Tras elegir menú, y ya con el estómago lleno, los ucranianos se angustian y se plantean la gran incógnita: Y, ahora, ¿qué? Se han calentado las manos y están en territorio seguro. Muchos de ellos son gente humilde que nunca habían salido de su país, y que ahora no tiene a donde ir.
Necesitan algo más que sopa. Necesitan un corazón
Es un vacío que ni las mejores infraestructuras, ni las más abundantes donaciones pueden remediar. «Necesitan algo más que sopa. Necesitan un corazón», descifra Ramona. Proveniente de Alemania, la voluntaria lleva diez días en el sureste de Polonia, ayudando como puede a los recién llegados ucranianos. Ramona explica que, cuando empezó la guerra, varias iglesias y parroquias alemanas se unieron en una red cristiana, para ofrecer, juntos, ayuda.

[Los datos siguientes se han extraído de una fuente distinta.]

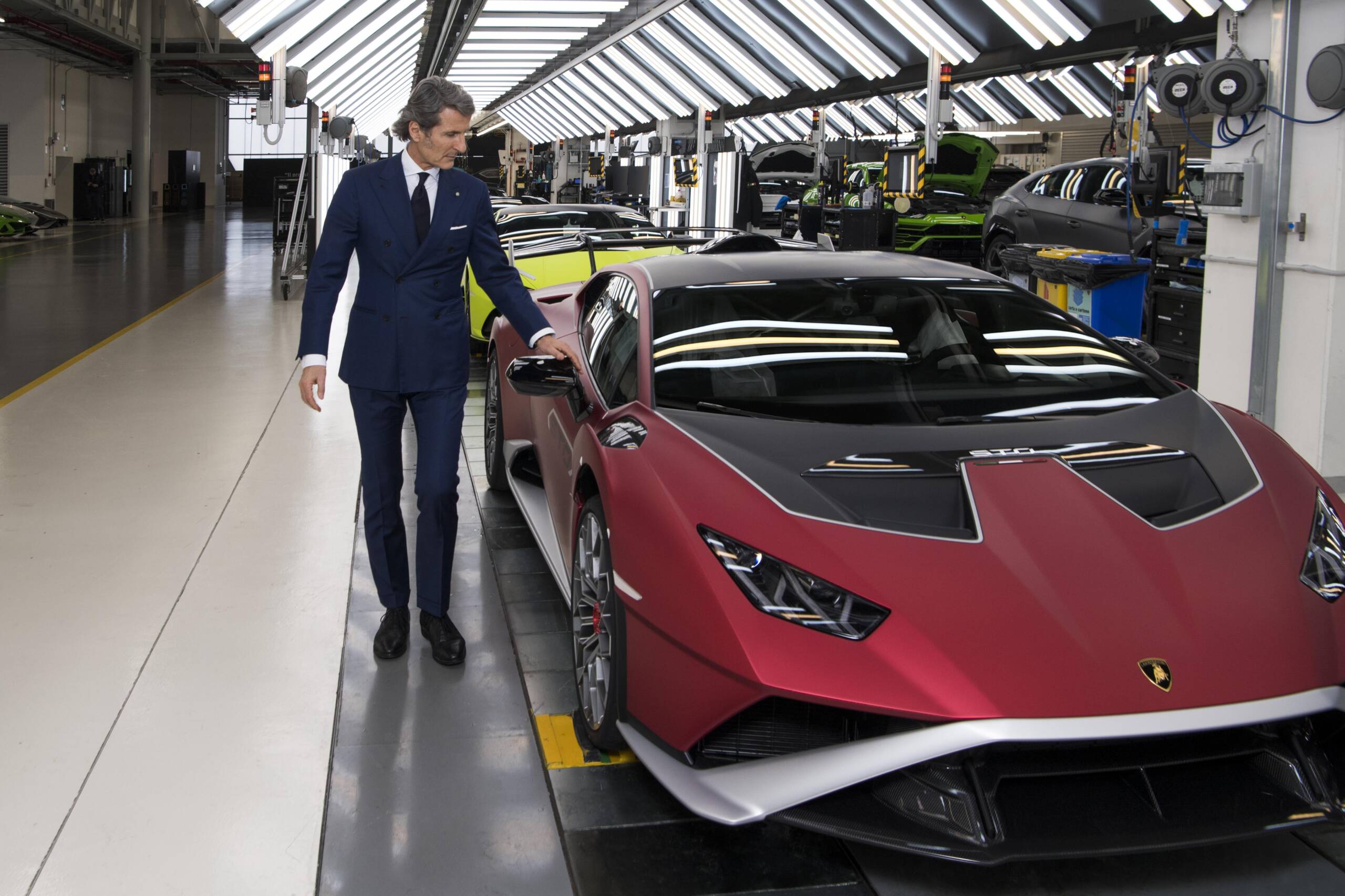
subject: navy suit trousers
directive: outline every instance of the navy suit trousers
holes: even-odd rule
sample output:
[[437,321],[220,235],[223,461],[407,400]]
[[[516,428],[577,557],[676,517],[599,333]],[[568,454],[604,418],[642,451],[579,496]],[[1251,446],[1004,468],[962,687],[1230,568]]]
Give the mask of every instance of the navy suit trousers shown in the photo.
[[416,422],[416,604],[440,616],[448,612],[457,539],[457,464],[461,457],[467,386],[434,391],[379,391],[350,387],[359,435],[364,490],[364,542],[378,600],[385,607],[410,603],[406,525],[402,521],[402,424],[410,408]]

En la estación de trenes de Przemyśl, a 13.8 kilómetros de la frontera, impera un caos organizado. Por cada mujer refugiada, envuelta en varios abrigos y bufandas, hay un voluntario vestido de verde trabajando tras un puesto de comida. Llevan bolsas, retiran cristales rotos y se reparten entre las distintas zonas de la estación: los andenes, el vestíbulo, y la entrada.
En el exterior, postrados tras una mesa plegable, Ramona y sus compañeros reciben a los refugiados con una sonrisa y a veces, un abrazo. Visten chalecos rojo fresa, que los distinguen de los demás voluntarios, ya que su misión, al fin y al cabo, es diferente: «Al principio, teníamos una cocina en la propia frontera», explica Ramona. «Pero –añade– ahora vemos que necesitan otra cosa. Queremos ofrecer algo más que alimentos y ayuda material. Queremos darles ayuda espiritual».
Entonces, en plena luz del día, Ramona rompe a llorar.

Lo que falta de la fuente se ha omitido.